First I ask you, what does it really mean to be a contributing member of society? How is a concept like that measured? By giving as much or more than you take out of some collective pie? Deciding who is a contributing member of society is a slippery slope if there ever was one but Ellen bravely concludes that people like Kimani do contribute to society,
People with disabilities are contributing members of society. They show us what really matters in life, what it means to be human, what it means to be loved and accepted simply for being, not because of what we can or cannot do.I know where she was going with that. It is the same place I was trying to go when I wrote “Seeing in the Raw” for the HighCalling.org a year or so ago. Kimani is human, raw human and she is loved simply because she exists. She is lovable exactly as she is. But that has more to do with inherent value than it does actual contribution to something.
Aren’t they impossible to unravel... direct and indirect contributions to society? Very few people who make direct, valuable, measurable, lasting contributions to our society would claim there is no one who motivated them or affected their desire to do what it is they did.

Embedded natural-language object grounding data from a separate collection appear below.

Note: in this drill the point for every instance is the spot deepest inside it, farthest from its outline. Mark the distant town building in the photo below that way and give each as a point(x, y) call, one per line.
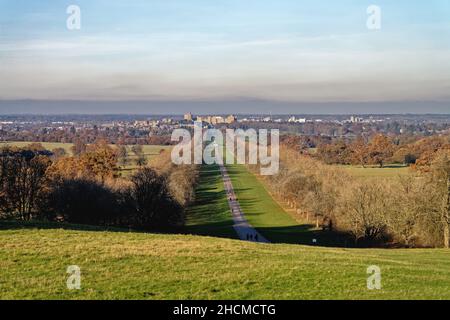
point(354, 119)
point(188, 116)
point(293, 119)
point(213, 120)
point(231, 119)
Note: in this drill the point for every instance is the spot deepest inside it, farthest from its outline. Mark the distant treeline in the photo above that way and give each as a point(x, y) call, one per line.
point(378, 149)
point(86, 188)
point(412, 210)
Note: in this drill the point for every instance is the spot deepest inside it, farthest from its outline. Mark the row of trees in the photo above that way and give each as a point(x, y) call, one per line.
point(87, 189)
point(380, 150)
point(411, 210)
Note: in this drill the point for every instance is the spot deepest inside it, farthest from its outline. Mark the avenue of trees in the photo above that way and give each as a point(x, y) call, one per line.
point(86, 188)
point(413, 210)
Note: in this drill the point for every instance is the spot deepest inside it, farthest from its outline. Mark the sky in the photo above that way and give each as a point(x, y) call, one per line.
point(287, 54)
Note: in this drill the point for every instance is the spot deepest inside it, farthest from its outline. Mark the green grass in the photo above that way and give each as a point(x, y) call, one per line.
point(210, 214)
point(263, 212)
point(122, 265)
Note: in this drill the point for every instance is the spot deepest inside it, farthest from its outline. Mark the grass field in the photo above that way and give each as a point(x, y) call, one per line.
point(122, 265)
point(263, 212)
point(210, 214)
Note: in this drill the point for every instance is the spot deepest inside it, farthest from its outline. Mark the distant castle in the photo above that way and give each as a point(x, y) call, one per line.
point(211, 119)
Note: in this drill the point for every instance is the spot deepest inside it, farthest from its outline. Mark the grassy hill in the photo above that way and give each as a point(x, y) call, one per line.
point(124, 265)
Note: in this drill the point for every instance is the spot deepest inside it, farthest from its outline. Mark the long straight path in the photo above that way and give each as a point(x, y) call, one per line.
point(244, 230)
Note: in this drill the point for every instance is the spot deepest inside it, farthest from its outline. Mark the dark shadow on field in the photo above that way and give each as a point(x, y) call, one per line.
point(210, 214)
point(37, 224)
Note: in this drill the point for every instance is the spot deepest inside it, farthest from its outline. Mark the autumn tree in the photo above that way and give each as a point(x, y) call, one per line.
point(359, 152)
point(380, 150)
point(79, 147)
point(22, 180)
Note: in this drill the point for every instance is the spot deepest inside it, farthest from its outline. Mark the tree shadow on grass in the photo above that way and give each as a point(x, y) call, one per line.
point(38, 224)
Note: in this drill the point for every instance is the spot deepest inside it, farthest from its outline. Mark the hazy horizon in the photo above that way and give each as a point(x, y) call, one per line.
point(244, 106)
point(285, 52)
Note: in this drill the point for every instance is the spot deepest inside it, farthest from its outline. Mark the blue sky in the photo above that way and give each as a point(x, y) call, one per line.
point(284, 50)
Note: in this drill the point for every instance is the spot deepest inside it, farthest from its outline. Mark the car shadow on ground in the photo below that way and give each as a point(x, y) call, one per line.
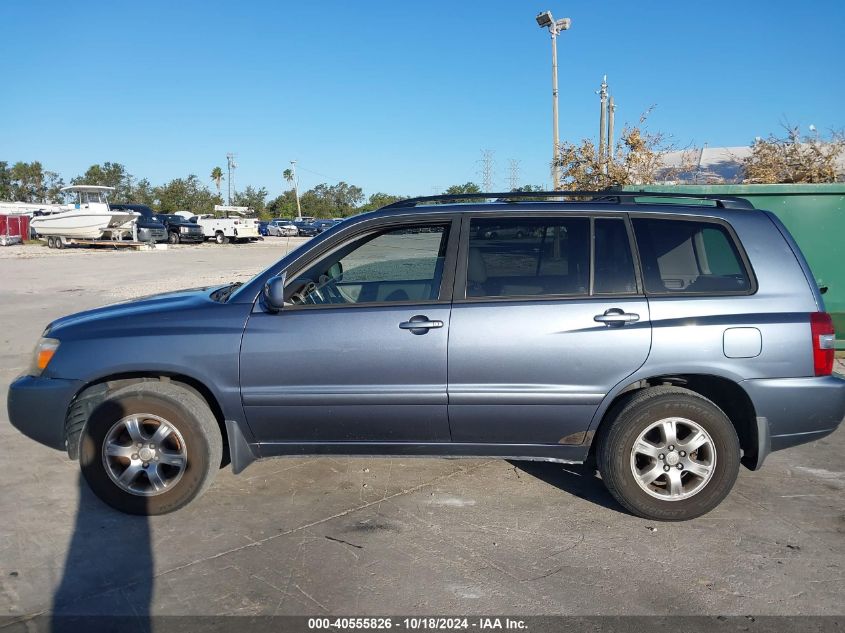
point(108, 569)
point(580, 480)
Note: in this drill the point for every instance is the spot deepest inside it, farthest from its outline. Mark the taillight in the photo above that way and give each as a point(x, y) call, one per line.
point(821, 326)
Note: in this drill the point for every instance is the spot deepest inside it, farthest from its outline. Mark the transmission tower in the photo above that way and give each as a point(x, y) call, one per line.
point(513, 176)
point(231, 166)
point(487, 166)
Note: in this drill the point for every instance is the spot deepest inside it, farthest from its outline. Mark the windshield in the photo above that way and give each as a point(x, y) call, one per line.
point(91, 197)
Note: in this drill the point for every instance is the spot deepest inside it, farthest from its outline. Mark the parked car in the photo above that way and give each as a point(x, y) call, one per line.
point(282, 227)
point(307, 229)
point(181, 230)
point(325, 225)
point(150, 228)
point(668, 342)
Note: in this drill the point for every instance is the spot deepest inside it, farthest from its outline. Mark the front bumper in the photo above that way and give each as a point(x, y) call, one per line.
point(38, 407)
point(792, 411)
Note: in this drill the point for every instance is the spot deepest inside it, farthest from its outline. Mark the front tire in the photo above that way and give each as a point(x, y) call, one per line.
point(150, 448)
point(669, 454)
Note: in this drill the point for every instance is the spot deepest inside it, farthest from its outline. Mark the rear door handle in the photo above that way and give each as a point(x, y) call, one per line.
point(420, 324)
point(616, 317)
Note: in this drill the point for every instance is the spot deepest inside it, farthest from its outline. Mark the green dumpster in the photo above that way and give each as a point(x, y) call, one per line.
point(814, 214)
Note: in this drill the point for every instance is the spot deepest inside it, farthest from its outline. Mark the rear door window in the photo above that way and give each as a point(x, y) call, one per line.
point(684, 256)
point(528, 257)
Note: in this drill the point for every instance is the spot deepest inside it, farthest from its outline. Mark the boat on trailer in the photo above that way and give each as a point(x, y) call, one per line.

And I think that is what Ellen meant, that people like Kimani contribute to society indirectly by influencing the people around them to be more compassionate, thankful, tolerant, and perhaps even drive them to adopt, research cures, donate time and money, and to develop policies and enact laws. Is the butterfly who flapped its wings any less of a contributor than the tsunami it caused?
No, Kimani does not change everyone who meets her. In fact, she will likely only have true impact on a very small circle of people. But who can measure what the currents from her little wings will bring forth? Who even has the right to try?